ROCKFORD (WIFR) -- President Obama has asked congress to authorize a military strike against Syria, but lawmakers are divided on the issue. Including our own local Congresswoman 17th District representative Cheri Bustos.
"I have seen the video of kids dying, and so you weigh that with what we need to do as a nation. And this is... I can't think of a tougher vote I've had to cast in my short tenure in congress. I'm very concerned about it. I will continue to gather information, and as I stand here right now I'm not sure how I'm going to vote," Bustos said.

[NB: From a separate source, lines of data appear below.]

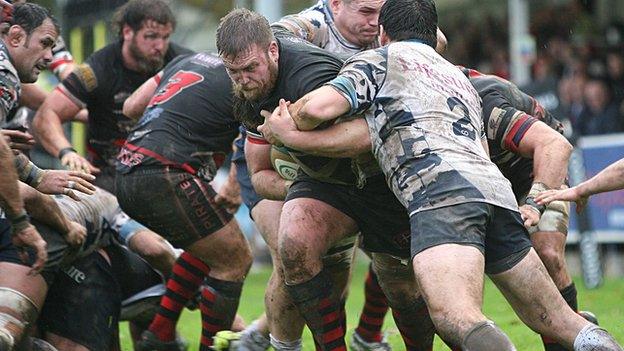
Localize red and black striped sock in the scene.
[199,277,243,351]
[355,264,388,342]
[392,297,435,351]
[286,270,347,351]
[541,283,578,351]
[149,252,210,341]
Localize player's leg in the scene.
[411,203,516,351]
[118,167,252,349]
[372,253,435,351]
[39,250,121,350]
[486,206,621,350]
[352,263,388,347]
[278,195,357,350]
[0,219,48,350]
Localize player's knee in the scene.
[536,245,565,272]
[278,232,313,280]
[462,321,516,351]
[0,288,38,350]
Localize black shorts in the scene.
[39,252,121,351]
[116,166,233,248]
[410,202,531,274]
[286,174,410,257]
[0,218,76,285]
[232,144,263,216]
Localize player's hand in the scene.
[215,177,243,214]
[13,224,48,275]
[63,221,87,246]
[520,205,541,228]
[61,152,100,174]
[2,129,35,151]
[258,99,297,146]
[35,170,95,201]
[535,187,589,213]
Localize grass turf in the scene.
[120,259,624,351]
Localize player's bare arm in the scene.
[288,86,351,130]
[19,182,87,246]
[535,159,624,212]
[518,122,572,189]
[245,142,292,200]
[259,99,371,158]
[32,88,99,173]
[0,133,47,273]
[123,71,162,119]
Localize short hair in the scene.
[217,9,275,57]
[379,0,438,48]
[10,2,61,35]
[113,0,176,37]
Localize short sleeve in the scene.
[327,48,388,114]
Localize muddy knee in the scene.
[0,288,39,350]
[462,321,516,351]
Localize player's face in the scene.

Obama continues efforts to sway lawmakers on Syria
WASHINGTON (AP) -- He's at the G-20 summit in Russia, but that isn't stopping President Barack Obama from doing some lobbying with members of Congress back home. Obama is looking to build support for a resolution authorizing a U.S. military strike on Syria.
Deputy National Security Adviser Ben Rhodes says Obama's been making phone calls to lawmakers even as he attends the economic summit. The president spoke to a bipartisan group of five lawmakers yesterday.

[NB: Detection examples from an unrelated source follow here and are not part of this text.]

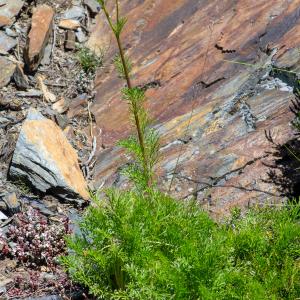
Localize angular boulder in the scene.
[24,5,54,71]
[9,109,89,201]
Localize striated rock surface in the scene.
[0,31,17,54]
[88,0,300,215]
[24,5,54,71]
[0,56,16,88]
[9,109,88,200]
[0,0,24,19]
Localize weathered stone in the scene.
[52,97,69,114]
[63,6,84,21]
[3,193,21,216]
[88,0,300,215]
[58,19,81,30]
[83,0,101,17]
[0,97,23,111]
[0,56,16,88]
[16,89,43,98]
[0,0,24,18]
[0,211,8,220]
[65,30,76,50]
[67,94,88,119]
[55,114,69,130]
[0,31,17,54]
[0,15,12,28]
[75,28,87,43]
[41,44,52,66]
[5,27,18,38]
[9,109,89,200]
[24,5,54,71]
[13,65,29,90]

The administration held another round of closed-door meetings with lawmakers today about its intelligence on Syria. As she entered the meeting, Republican Sen. Susan Collins of Maine questioned the necessity of U.S. military action. She insisted there were other ways to pressure Syria's Bashar Assad, short of an American intervention. And Collins said the administration still hasn't presented a clear strategy.
Republican Sen. Richard Burr of North Carolina said it's up to the administration to present lawmakers with the necessary information. And when it does, he says, he thinks "everybody will agree."
But Democrat Ron Wyden of Oregon remains undecided, saying it's not clear what the effects of a military strike would be.